Organismo di ricerca CRF

Brevetto Europeo Deodorizzazione

A process of deodorizing and damping evil-smelling organic materials from fumes and/or gases. [Download Scheda]

 

Premessa/background
La deodorazione di fumi - e più in generale l'eliminazione di sostanze indesiderate generalmente organiche presenti in piccole quantità -  quando queste derivano da incompleta combustione è generalmente realizzata mediante un processo di post-combustione ad elevato costo energetico, dovuto alle alte temperature raggiunte e il mancato recupero dell’energia introdotta. Pertanto, nei casi in cui le sostanze da eliminare sono presenti in un aeriforme che non è già ad una temperatura sufficientemente elevata da  giustificarne la post combustione, si adottano efficacemente altri sistemi come ad esempio la filtrazione su masse biologicamente attive (biofiltri) ovvero i classici lavaggi con liquidi in torre.
Ma possono subentrare problemi successivi di depurazione dell'acqua impiegata, o della soluzione acquosa di uno specifico reattivo, con elevato costo. Inoltre, nel campo dell'inquinamento olfattivo sono attualmente allo studio  le soglie di sopportazione per gli odori cattivi, sebbene l’assenza di una normativa specifica e la ricerca nel campo anche dell’ ANPA (Agenzia Nazionale per la Protezione dell'Ambiente), che ha varato una campagna di misurazioni degli odori con l'ausilio di "nasi" umani ed elettronici, non consentono la misura di singoli composti chimici. I cattivi odori (non le emissioni tossiche) non nuocciono alla salute fintantoché alla loro rilevabilità olfattiva non sia associata una concentrazione e relativo tempo di esposizione, che porti a un'esposizione al di sopra dei limiti di soglia individuati. Essi però infastidiscono e in alcuni casi diventano insopportabili con effetti collaterali quali difficoltà di concentrazione, stati depressivi, nausee e conati di vomito. Esempi palesi sono le discariche di rifiuti, gli allevamento di animali, le torrefazioni di caffè, gli stessi biscottifici. Caso eclatante sono i fast food e l'ormai noto effetto "smog burger" ad essi associati, specialmente in America, con emissioni superiori a quelle delle raffinerie petrolifere.
Inoltre, la tecnologia proposta con il seguente progetto s’inserisce nel più ampio panorama del settore energetico, dedicato allo sviluppo dei sistemi di cogenerazione, con trasformazione delle biomasse, con impiego di processi di gassificazione/pirolisi e di cleaning a valle. Attualmente, i sistemi esistenti di piroscissione sia termici sia catalitici non offrono da soli garanzie di depurazione dai tar, tali da permetterne l’impiego “in tranquillità” nei motori e men che meno nelle  più “sensibili” celle a combustibile. Per questo si rende necessaria la sezione di filtrazione/lavaggio del gas, a valle di quella catalitica, in impianti di valorizzazione del syngas.

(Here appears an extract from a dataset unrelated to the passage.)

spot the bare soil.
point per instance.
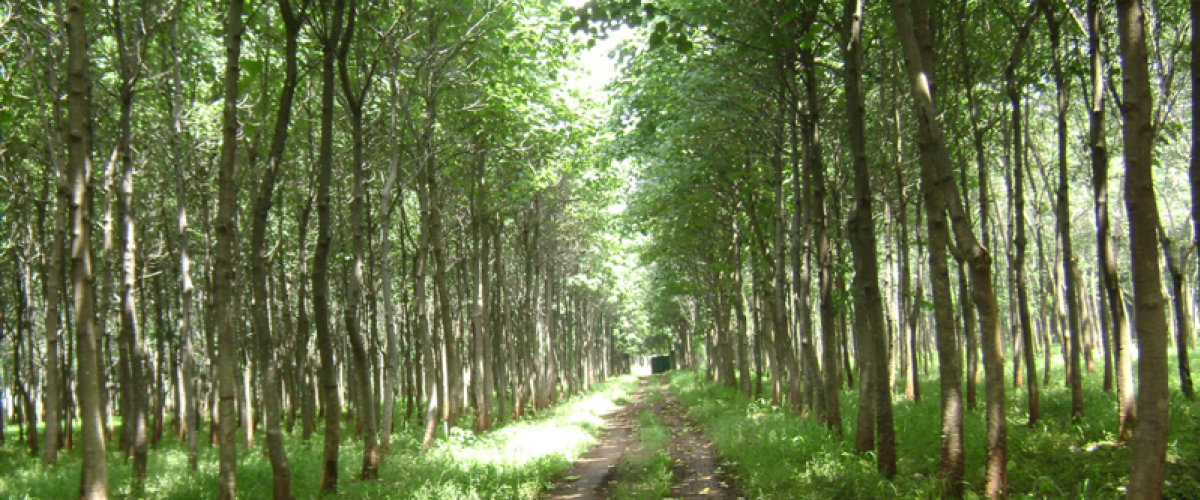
(697, 474)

Classificazione: progetto/invenzione/prodotto/servizio

Il sistema, oggetto della presente invenzione, ha lo scopo di eliminare  le sostanze incombuste presenti nei fumi di cottura e responsabili dell’effetto smog burger e/o molteplici prodotti analoghi, anche di natura catramosa e con tendenza a polimerizzare, spesso dispersi, in minute particelle, in grandi quantità di gas così da non renderne efficiente l’eliminazione con sistemi di lavaggio e non conveniente la loro post combustione termica.

Descrizione
Il processo impiega particelle solide, con una vasta gamma di dimensioni e caratteristiche, correlate al tipo e alle dimensioni delle sostanze inquinanti disperse nell'aeriforme. Le particelle solide, immesse nella corrente gassosa, a comportamento inerte ma con una elevata capacità di adsorbimento e assorbimento verso i composti presenti nel gas, sono poi rigenerate e reimpiegate nel processo di captazione, mediante lavaggio con solventi o per arrostimento o per trattamento chimico o biologico. Le particelle non sono completamente bagnate dal catrame adsorbito, così da essere recuperate dal gas come massa solida con comportamento di polvere asciutta, mediante cicloni, filtri a maniche, filtri elettrostatici. La decomposizione avviene poi nella fase di rigenerazione termica delle polveri che precede la loro reimmissione in ciclo o il loro parziale smaltimento.
La rigenerazione termica avviene in un reattore, nel quali le polveri sono portate a elevata temperatura ,così da provocare la piroscissione dei catrami che hanno captato e la loro successiva combustione in condizioni controllate.